I like this guy. He doesn’t seem to have any outstanding tools, but he has hit at every level so far and some think he is going to hit for plus power down the road. That’s a good combination. Add solid RF defense with a big arm, and he seems to be a solid prospect. There are whispers that his bat speed won’t cut it against better velocity and that bears monitoring, but hopefully he can fully recover from his broken hamate bone and get back to raking.
I had to take Cuthbert over Dozier. Cuthbert is over a year younger than Dozier, and playing in AA. I don’t think Cuthbert’s ceiling is particularly high, but after last years poor performance in Wilmington he seems to be forgotten about. He has pretty good baseball skills: good bat speed, a good approach and the potential for solid power down the road. Right now he gives you a lot of doubles, and solid if unspectacular defense at 3rd. This is useful player if he continues to progress. He’s encountered some growing pains in AA (especially his K% and BB%) but that’s to be expected. At some point next year I think we will get to see what he can do in AAA as a 21 year old.

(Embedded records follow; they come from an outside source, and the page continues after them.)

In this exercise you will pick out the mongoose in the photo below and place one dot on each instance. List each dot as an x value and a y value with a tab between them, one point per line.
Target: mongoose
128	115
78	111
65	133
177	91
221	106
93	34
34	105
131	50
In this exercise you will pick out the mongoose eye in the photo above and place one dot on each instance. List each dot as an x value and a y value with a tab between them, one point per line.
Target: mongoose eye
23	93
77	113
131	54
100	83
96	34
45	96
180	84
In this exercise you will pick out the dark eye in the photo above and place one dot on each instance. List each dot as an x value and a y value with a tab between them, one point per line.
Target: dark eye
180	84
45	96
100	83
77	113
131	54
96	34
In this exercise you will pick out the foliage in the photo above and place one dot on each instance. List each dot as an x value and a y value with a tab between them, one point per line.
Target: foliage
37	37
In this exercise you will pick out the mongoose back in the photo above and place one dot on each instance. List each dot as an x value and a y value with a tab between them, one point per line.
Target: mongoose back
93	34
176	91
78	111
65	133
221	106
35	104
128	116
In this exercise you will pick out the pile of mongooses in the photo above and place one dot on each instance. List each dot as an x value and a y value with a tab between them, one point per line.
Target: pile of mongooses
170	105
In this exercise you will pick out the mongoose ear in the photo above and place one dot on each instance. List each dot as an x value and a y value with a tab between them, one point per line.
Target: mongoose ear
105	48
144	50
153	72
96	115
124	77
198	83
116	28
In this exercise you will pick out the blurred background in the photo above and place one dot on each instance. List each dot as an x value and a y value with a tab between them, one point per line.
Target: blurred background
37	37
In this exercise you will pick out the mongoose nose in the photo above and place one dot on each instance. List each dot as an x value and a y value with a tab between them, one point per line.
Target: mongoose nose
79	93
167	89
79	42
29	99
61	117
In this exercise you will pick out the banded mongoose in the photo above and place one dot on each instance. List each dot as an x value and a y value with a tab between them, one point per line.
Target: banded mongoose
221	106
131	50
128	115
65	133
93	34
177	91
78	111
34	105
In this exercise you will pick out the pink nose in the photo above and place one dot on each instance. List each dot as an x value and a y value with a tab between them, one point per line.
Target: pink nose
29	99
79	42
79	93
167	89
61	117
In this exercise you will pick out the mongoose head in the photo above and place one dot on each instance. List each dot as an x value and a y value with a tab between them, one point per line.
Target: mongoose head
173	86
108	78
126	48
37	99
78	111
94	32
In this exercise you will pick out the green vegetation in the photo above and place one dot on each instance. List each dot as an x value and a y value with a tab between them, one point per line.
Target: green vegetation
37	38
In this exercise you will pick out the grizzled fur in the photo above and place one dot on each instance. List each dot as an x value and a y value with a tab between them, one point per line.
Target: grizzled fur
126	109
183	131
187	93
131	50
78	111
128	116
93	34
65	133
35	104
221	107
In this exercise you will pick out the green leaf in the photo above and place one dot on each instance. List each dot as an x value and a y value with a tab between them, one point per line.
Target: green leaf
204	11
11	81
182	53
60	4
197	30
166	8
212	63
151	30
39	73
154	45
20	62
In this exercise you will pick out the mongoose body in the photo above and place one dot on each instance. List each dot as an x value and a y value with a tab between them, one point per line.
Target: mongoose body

Didn’t love the pick at the time though I appreciated the Royals draft strategy. If Dozier puts up good a OBP and power numbers as he advances I could see him becoming a Mike Olt-type prospect. There’s not much pro data available yet, but the approach is really solid so far, and he’s been a doubles machine. He turns 22 next month so I’d like to see him competing against a higher level of competition and I imagine we'll get to see him in the Arizona Fall League. He’s basically doing exactly what I would expect him to do at his current level and that’s a good thing. Given he was ranked as like the 40th best prospect in the draft, it's hard for me to rank him any higher without seeing him play at a higher level.
10. Jason Adam
Pretty boring prospect but a good bet to end up in the backend of a rotation and log a lot of innings. His K/9 has actually increased at each stop so far which is neat, but he just seems very hittable and has encountered some command issues this year.
This is not the best farm system in the history of whatever anymore. They do have 3 top end end talents and I’d bet they each land inside the top 50 of most prospect lists this fall. Beyond that, there’s pretty good depth which is nice to have. A couple of risers to watch are Christian Binford and Elier Hernandez. Hernandez, the $3.05 million Dominican outfielder, has a ton of upside and hopefully he continues to progress. I still think this is a pretty good system with some high-end arms that should be ready in the next year or so. Let’s see if the system actually produces anything of note.
What do you think? What'd I mess up?